[WIP][ray] Ray merge into by XiaoHongbo-Hope · Pull Request #8028 · apache/paimon

XiaoHongbo-Hope · 2026-05-28T16:07:46Z

Purpose

Tests

Pythonic MERGE INTO on Ray Datasets, mirroring Spark/Flink merge-into. UPSERT-flavored clauses (matched-update, not-matched-insert, not-matched-by-source-update) supported; DELETE raises NotImplementedError pending KeyValueDataWriter row-kind work.

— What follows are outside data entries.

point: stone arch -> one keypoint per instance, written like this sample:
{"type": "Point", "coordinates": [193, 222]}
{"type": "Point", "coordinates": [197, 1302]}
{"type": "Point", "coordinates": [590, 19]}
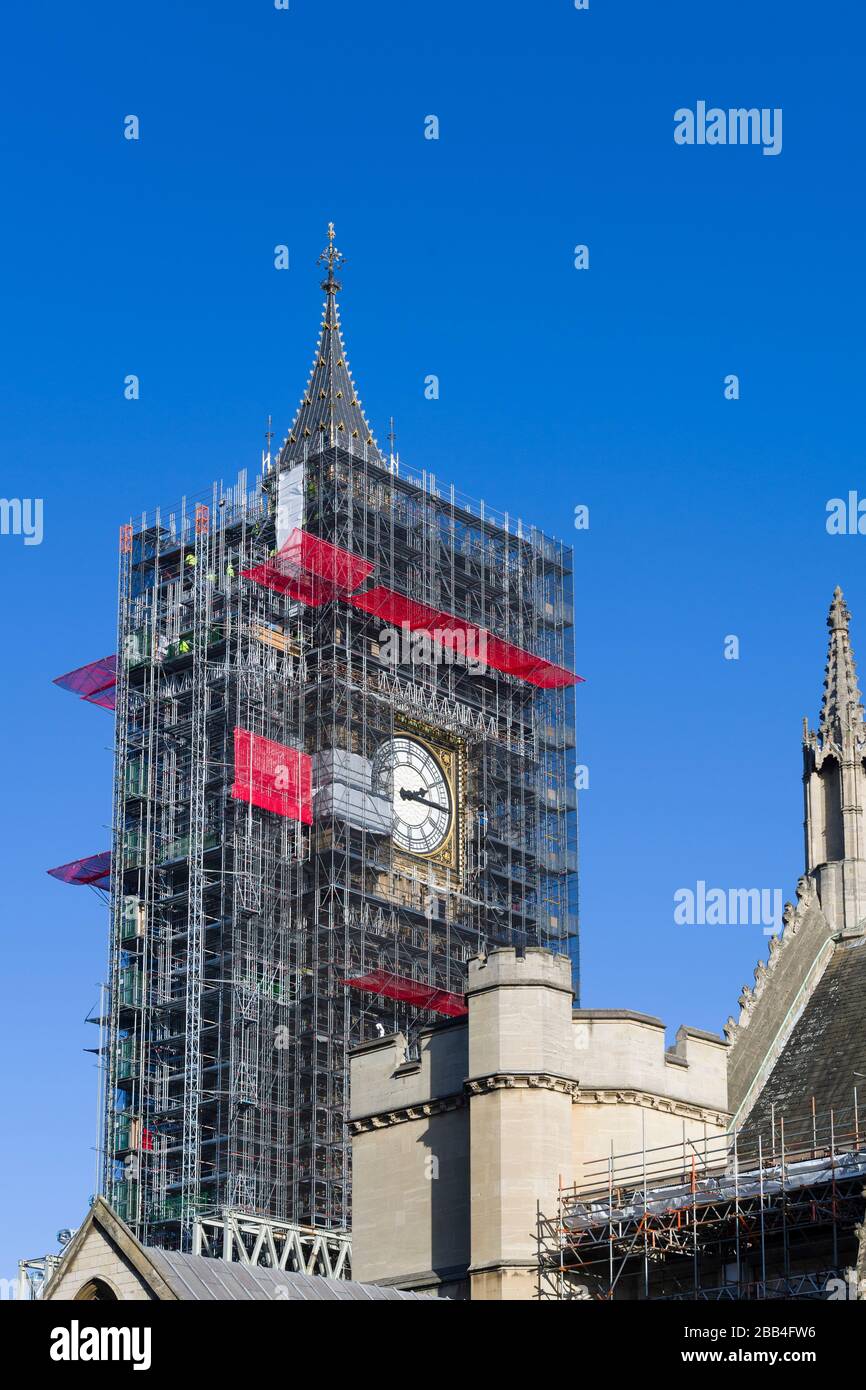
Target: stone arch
{"type": "Point", "coordinates": [96, 1290]}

API: from pypaimon.ray import merge_paimon merge_paimon(target, source, catalog_options, on=[...], when_matched_update={...}, when_not_matched_insert="*") Algorithm: read target -> tag _side -> union -> groupby(on).map_groups to classify matched/not-matched and apply SET; write back via write_paimon (PK upsert through _SEQUENCE_NUMBER). Known bugs to fix in follow-up: - _schema_type_map referenced but never defined (NameError on call) - for f in batch.schema iterates pa.Schema (TypeError on pyarrow >= 18) - type-mismatch fallback to pa.null() destroys join keys - test helper _make_pk_table_with_flag returns 1 value, test unpacks 2

- _schema_type_map called but undefined: NameError on any cross-schema merge. - for f in batch.schema raises TypeError on pyarrow >= 18. - type-mismatch fallback to pa.null() drops join key values. - _make_pk_table_with_flag returned 1 value but caller unpacks 2.

…rop API - pa.Table.drop deprecated in newer pyarrow; switch to drop_columns. - matched branch silently produced cartesian product on multiple source rows. - _required_target_cols_for_passthrough widened projection to all columns when its spec was None, defeating the projection optimization.

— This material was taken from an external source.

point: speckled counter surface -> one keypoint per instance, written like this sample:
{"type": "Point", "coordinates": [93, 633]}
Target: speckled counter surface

Replace the driver-side matched-id set collection in the not-matched INSERT path with a distributed left_anti join on the per-row id, matching Spark's single LeftAnti predicate. Partition count is sized to the matched row count to keep hash partitions dense, since ray's join fails on empty partitions. Co-Authored-By: Claude Opus 4.7 <noreply@anthropic.com>

- Reject multi-source cardinality by default; add allow_multiple_matches opt-in for deterministic keep-first. - Refuse blob-column writes loudly instead of emitting wrong-format files. - Check Dataset.join (ray>=2.50) at call time and restore the ray extra floor to 2.10, so read/sink users on older ray are unaffected. Co-Authored-By: Claude Opus 4.8 <noreply@anthropic.com>

JingsongLi · 2026-05-29T05:18:08Z

API Design Recommendations for Paimon Ray merge_into from AI:

Based on the design patterns from Delta Lake, Lance, Iceberg/Ray, and Paimon Spark's MergeIntoPaimonDataEvolutionTable:

  ---
  1. Use string expressions for predicates, not Python callables

  Delta/Lance both use SQL-like strings that can be analyzed, optimized, and pushed down:

  # Delta
  dt.merge(source, predicate="target.id = source.id")
    .when_matched_update(updates={"name": "source.name"}, predicate="source.ts > target.ts")

  # Lance
  dataset.merge_insert("id").when_matched_update_all(condition="source.ts > target.ts")

  PR #8028 uses Python lambdas — these cannot be inspected for optimization, cannot participate in predicate pushdown, and are fragile for serialization across Ray workers:

  # PR #8028 (problematic)
  when_matched_update_condition=lambda r: r['s.age'] > r['t.age']

  Recommendation: Use string expressions or a simple expression DSL. If full SQL parsing is too heavy, at minimum support column-reference strings like "s.col" for SET values (which the PR already does) and simple comparison expressions for conditions.

  ---
  2. Align with Paimon Spark's execution model

  Paimon Spark's MergeIntoPaimonDataEvolutionTable uses:

  UPDATE path:  Target LEFT_OUTER JOIN Source → MergeRows → repartition(_FIRST_ROW_ID) → writePartialFields
  INSERT path:  Source LEFT_ANTI JOIN Target → MergeRows → write (full rows)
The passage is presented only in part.